Sebi eases KYC norms for mutual fund investors

In October 2023, Sebi mandated that all mutual fund investors link their PAN with Aadhaar to complete the KYC process by March 31, 2024.

Reported by: Business Desk

KYC norms for MF investors: The Securities and Exchange Board of India (Sebi) has eased the Know Your Customer (KYC) process for mutual fund investors by removing the requirement to link their permanent account number (PAN) with Aadhaar. The change allows investors to achieve a ‘KYC-registered’ status for mutual fund transactions. However, for unrestricted transactions across all fund houses, a ‘KYC-validated’ status, which requires PAN to be linked with Aadhaar, is still necessary. A KYC-registered status permits transactions only with the fund houses where the investor already has investments.

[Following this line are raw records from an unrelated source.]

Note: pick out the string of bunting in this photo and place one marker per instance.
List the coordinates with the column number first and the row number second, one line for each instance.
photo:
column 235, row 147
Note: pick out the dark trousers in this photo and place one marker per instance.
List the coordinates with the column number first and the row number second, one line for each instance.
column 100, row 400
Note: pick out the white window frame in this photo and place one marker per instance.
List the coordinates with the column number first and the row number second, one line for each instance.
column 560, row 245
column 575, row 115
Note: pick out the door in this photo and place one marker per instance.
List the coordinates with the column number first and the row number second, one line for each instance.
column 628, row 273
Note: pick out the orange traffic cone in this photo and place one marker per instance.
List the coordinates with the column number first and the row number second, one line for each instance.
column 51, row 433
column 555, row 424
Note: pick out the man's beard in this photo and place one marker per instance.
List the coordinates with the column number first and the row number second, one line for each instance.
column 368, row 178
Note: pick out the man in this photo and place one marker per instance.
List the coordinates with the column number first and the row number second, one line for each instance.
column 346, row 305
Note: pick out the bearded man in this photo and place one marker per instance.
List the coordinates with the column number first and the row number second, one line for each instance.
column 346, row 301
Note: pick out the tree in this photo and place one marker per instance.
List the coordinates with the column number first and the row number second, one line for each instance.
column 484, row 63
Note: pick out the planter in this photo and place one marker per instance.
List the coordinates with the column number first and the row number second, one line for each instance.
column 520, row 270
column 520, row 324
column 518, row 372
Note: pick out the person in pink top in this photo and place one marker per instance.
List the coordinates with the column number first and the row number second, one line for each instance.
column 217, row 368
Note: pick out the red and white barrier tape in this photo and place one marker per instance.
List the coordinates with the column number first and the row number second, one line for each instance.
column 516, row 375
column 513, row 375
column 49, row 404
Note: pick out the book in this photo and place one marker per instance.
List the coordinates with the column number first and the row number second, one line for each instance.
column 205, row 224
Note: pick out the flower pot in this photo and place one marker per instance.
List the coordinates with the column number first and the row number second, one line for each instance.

Following the implementation of mutual fund KYC (Know Your Customer) rules on April 1, approximately 13 million accounts were suspended due to incomplete KYC, with about 3 per cent of mutual fund accounts marked with a ‘KYC hold’ status.


Neeraj Gaurh, Senior Vice President and Fund Manager at Axis Securities PMS, noted, "This is a relief for mutual fund investors, but the KYC-registered status has its limitations. More investors are linking their PAN with Aadhaar to enjoy unrestricted transactions across fund houses." However, he added that this development benefits those who prefer to keep things simple with their existing fund houses.

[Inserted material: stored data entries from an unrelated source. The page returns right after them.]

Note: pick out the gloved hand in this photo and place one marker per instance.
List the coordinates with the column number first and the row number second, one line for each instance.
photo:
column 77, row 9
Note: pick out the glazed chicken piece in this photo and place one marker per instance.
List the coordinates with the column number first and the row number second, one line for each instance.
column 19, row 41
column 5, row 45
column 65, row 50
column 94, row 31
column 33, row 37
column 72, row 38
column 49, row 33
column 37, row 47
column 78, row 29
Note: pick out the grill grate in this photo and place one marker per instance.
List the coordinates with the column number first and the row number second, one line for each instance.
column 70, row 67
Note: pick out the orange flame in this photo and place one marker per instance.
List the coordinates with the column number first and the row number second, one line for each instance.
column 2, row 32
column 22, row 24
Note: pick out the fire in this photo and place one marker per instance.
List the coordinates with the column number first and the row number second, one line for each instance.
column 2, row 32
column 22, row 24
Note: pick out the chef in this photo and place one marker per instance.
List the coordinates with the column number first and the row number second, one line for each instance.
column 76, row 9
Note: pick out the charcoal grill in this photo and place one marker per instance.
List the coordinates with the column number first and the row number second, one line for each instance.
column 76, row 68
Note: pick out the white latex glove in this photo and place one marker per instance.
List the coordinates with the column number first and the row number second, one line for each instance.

The KYC process, mandated for banks, fund houses, and stock brokers, verifies an investor’s identity to prevent fraudulent activities. In October 2023, Sebi mandated that all mutual fund investors link their PAN with Aadhaar to complete the KYC process by March 31, 2024. Failure to do so would result in the KYC process being put on hold, halting all investment activities, including systematic investment plans (SIPs) and lump sum purchases.


The mandate led to the temporary suspension of numerous mutual fund accounts that had completed KYC using alternative documents like a bank passbook or account statement as proof of address, dating back to a time when non-Aadhaar and non-officially valid documents were accepted for KYC registration.

Under the revised circular in the risk management framework, Sebi has instructed KYC registration agency (KRA) websites to verify three attributes of all clients' records—PAN, name, and address—within two days of receiving the information, eliminating the need to check the PAN and Aadhaar linkage.


Investors can obtain the “KYC-registered” status by completing KYC with other Officially Valid Documents (OVDs) such as an Aadhaar, passport, driving licence, or voter ID card.